We weren't all that close, as a child she seemed strict, but as a teen she was always nice. When I first saw her since that diagnosis, it was sad, of course, but more than that, fear towered right over me. Like the glass dome that shielded my world shattered all at once, and now, laid bare and unprotected, death has entered my world. How frail she seemed, how in pain she was.
When she passed and there was an open casket, I didn't look upon her body. But from the corner of my eye, she looked so at peace.
How lucky I am that it took me that long, how unlucky I will be when it all comes to pass later.
Even this though, despite it all, was not when I stopped believing.
My mother had been nursing this headache for a few days now. As the days passed it progressively got worse. The day before, she went downstairs to the living room to sleep. On the couch, next to no one, with no light around her. When I can't sleep I go down there too. The ambient flowing of water from the fish tank next to the bare darkness soothes you.

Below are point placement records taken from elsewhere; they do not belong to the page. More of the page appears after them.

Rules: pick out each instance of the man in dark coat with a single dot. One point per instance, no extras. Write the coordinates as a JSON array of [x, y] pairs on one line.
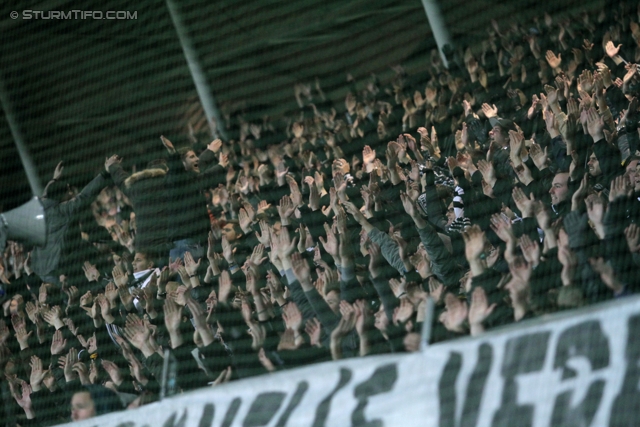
[[48, 260]]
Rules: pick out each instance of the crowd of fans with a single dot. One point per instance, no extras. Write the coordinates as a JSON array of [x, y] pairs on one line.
[[509, 190]]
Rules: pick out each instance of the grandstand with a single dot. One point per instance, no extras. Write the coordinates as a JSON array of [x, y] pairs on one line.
[[320, 213]]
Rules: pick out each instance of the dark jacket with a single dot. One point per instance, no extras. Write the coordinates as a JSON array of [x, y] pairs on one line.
[[48, 258], [187, 207]]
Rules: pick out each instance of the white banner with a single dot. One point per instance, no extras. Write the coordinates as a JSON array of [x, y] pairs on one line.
[[581, 369]]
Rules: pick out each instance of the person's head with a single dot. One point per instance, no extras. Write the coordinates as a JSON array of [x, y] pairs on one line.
[[142, 261], [158, 164], [58, 191], [559, 190], [633, 172], [451, 214], [340, 166], [232, 231], [381, 321], [94, 400], [16, 305], [332, 299], [189, 160], [593, 165], [500, 132]]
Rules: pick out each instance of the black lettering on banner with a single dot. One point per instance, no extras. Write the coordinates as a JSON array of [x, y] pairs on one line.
[[626, 408], [474, 393], [582, 343], [381, 381], [231, 412], [293, 403], [263, 408], [208, 413], [447, 389], [171, 421], [522, 355], [323, 408]]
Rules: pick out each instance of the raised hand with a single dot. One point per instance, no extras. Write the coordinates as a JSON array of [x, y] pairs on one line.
[[120, 276], [538, 156], [110, 161], [226, 286], [113, 371], [256, 258], [167, 144], [292, 317], [479, 309], [553, 60], [523, 203], [489, 110], [347, 321], [488, 172], [57, 173], [264, 236], [612, 50], [301, 268], [37, 373], [313, 328], [474, 242], [190, 265], [456, 313], [90, 271], [403, 312], [286, 209], [330, 245], [595, 124], [399, 287], [632, 235], [530, 250]]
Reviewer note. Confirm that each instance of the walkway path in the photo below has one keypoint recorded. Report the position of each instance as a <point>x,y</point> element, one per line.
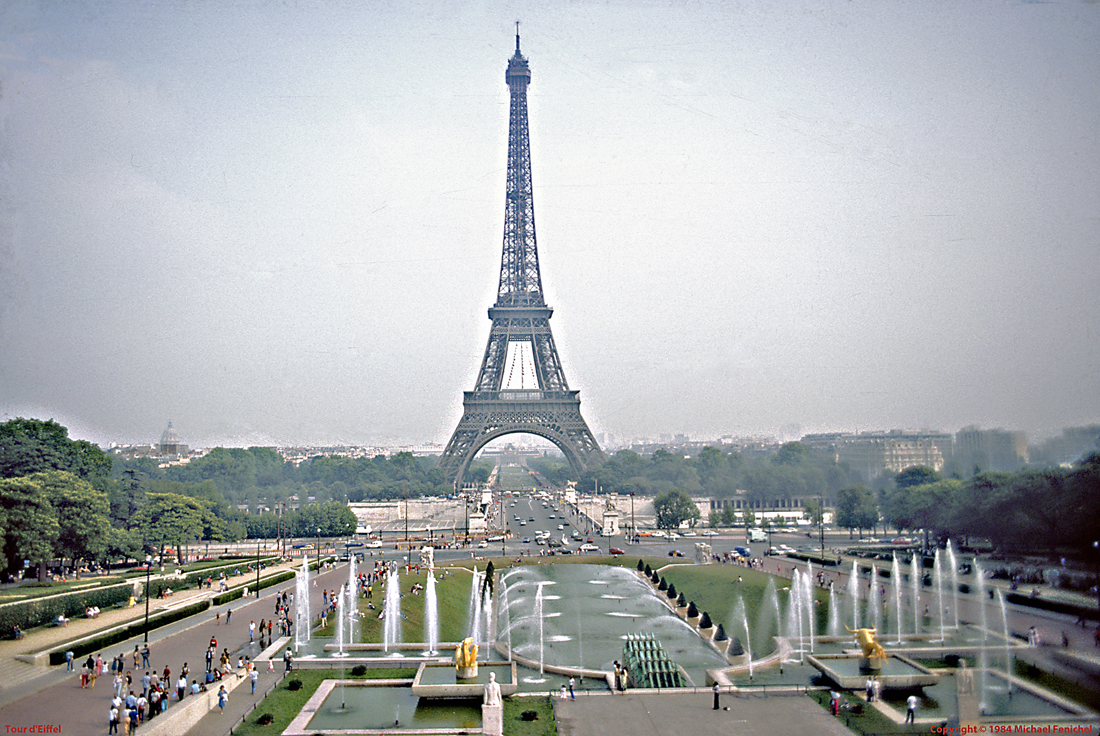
<point>55,696</point>
<point>642,714</point>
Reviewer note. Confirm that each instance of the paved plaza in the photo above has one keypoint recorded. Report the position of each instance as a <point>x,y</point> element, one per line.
<point>43,696</point>
<point>662,714</point>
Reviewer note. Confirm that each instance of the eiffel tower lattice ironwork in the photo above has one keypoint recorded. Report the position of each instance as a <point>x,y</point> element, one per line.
<point>520,329</point>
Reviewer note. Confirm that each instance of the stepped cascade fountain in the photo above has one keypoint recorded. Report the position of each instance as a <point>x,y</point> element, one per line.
<point>556,622</point>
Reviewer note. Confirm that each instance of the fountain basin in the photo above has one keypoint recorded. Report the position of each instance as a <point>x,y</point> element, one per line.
<point>380,706</point>
<point>437,681</point>
<point>898,672</point>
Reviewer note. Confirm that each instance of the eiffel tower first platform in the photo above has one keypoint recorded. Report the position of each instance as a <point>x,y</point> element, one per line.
<point>520,333</point>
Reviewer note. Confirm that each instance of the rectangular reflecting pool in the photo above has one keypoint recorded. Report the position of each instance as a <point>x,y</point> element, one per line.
<point>370,707</point>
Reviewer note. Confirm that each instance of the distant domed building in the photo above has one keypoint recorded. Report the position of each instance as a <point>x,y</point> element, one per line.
<point>171,445</point>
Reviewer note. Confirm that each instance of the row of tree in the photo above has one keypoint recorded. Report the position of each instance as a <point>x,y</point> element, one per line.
<point>794,471</point>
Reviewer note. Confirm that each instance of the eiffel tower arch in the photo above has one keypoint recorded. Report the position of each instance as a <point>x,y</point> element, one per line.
<point>520,331</point>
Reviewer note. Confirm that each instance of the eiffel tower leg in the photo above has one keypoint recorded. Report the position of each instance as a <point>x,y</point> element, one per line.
<point>552,415</point>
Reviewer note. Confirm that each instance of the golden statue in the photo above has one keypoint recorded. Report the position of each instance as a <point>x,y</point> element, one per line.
<point>465,654</point>
<point>866,639</point>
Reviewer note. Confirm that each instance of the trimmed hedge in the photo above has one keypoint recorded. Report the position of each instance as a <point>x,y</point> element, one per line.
<point>1047,604</point>
<point>238,592</point>
<point>106,639</point>
<point>40,612</point>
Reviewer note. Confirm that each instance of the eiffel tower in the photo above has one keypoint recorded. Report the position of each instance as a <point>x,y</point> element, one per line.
<point>520,332</point>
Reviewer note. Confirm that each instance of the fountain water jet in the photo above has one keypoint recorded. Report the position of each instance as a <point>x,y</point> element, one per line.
<point>392,611</point>
<point>873,600</point>
<point>854,593</point>
<point>895,579</point>
<point>1007,641</point>
<point>834,612</point>
<point>301,605</point>
<point>341,625</point>
<point>431,614</point>
<point>938,581</point>
<point>914,583</point>
<point>955,580</point>
<point>982,656</point>
<point>740,614</point>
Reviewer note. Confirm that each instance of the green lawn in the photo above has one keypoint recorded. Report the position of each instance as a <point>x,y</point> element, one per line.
<point>542,725</point>
<point>715,589</point>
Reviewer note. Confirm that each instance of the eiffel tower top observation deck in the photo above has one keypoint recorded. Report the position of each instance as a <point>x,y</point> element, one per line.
<point>520,316</point>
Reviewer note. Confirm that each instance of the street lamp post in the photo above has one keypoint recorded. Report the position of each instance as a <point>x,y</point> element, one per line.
<point>634,529</point>
<point>149,569</point>
<point>821,523</point>
<point>1096,562</point>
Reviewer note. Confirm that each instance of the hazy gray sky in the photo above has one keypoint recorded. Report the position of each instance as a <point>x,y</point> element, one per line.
<point>282,221</point>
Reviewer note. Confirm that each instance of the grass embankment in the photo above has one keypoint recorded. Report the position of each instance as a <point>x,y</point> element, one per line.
<point>541,725</point>
<point>284,704</point>
<point>452,593</point>
<point>715,589</point>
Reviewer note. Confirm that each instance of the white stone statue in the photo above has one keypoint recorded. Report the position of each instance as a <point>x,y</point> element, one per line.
<point>492,691</point>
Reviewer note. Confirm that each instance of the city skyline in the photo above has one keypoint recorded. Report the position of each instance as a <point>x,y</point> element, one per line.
<point>282,226</point>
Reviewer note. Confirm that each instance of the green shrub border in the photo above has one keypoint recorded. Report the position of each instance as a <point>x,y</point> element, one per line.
<point>238,592</point>
<point>1047,604</point>
<point>40,612</point>
<point>106,639</point>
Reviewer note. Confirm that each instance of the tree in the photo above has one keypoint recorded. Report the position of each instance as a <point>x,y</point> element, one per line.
<point>28,525</point>
<point>813,512</point>
<point>84,527</point>
<point>169,517</point>
<point>674,507</point>
<point>856,508</point>
<point>33,446</point>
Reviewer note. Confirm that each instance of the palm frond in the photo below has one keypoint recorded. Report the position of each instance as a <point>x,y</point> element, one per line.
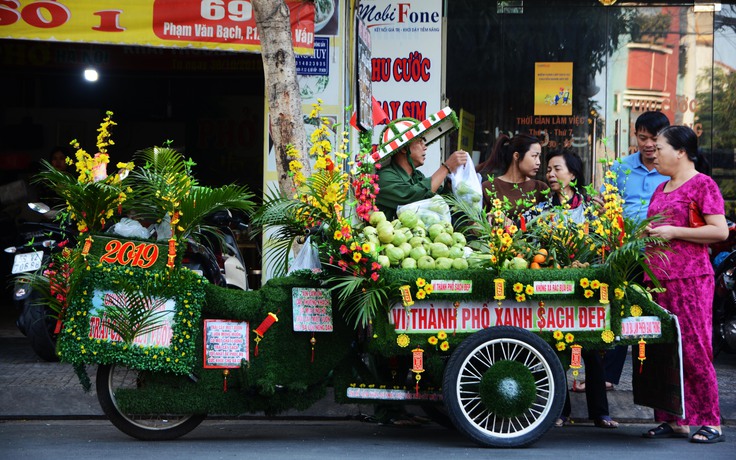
<point>134,311</point>
<point>359,305</point>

At around 11 AM I woke up. I had somehow, managed to miss all the panic. When I awoke I was met with my brother telling me she was at the hospital.
"Oh."
I went upstairs to brush my teeth. I checked all the messages on my phone, even then I could not process it. Surely my mother couldn't die. I wished! Didn't I?
Next hours felt like a blur. Getting on with my day as normal, periodically checking my phones for updates. When it came around to night-time I felt, relieved, she's going to be fine. I'll see her tomorrow, and it'll be all good.
I had never seen my mother like that. Were her arms always that skinny? Look at all those bruises. The constant whirring of machines, the dry taste in my mouth. What is going on? What is happening?
All through this I didn't cry. Even though, I've cried for much less. How could I, when someone was watching me?
Death didn't just enter, he was here, right next to me. Watching, pensively.
I knew my mother wouldn't die, I don't know how, but I just knew, just as I know, that wish is now gone.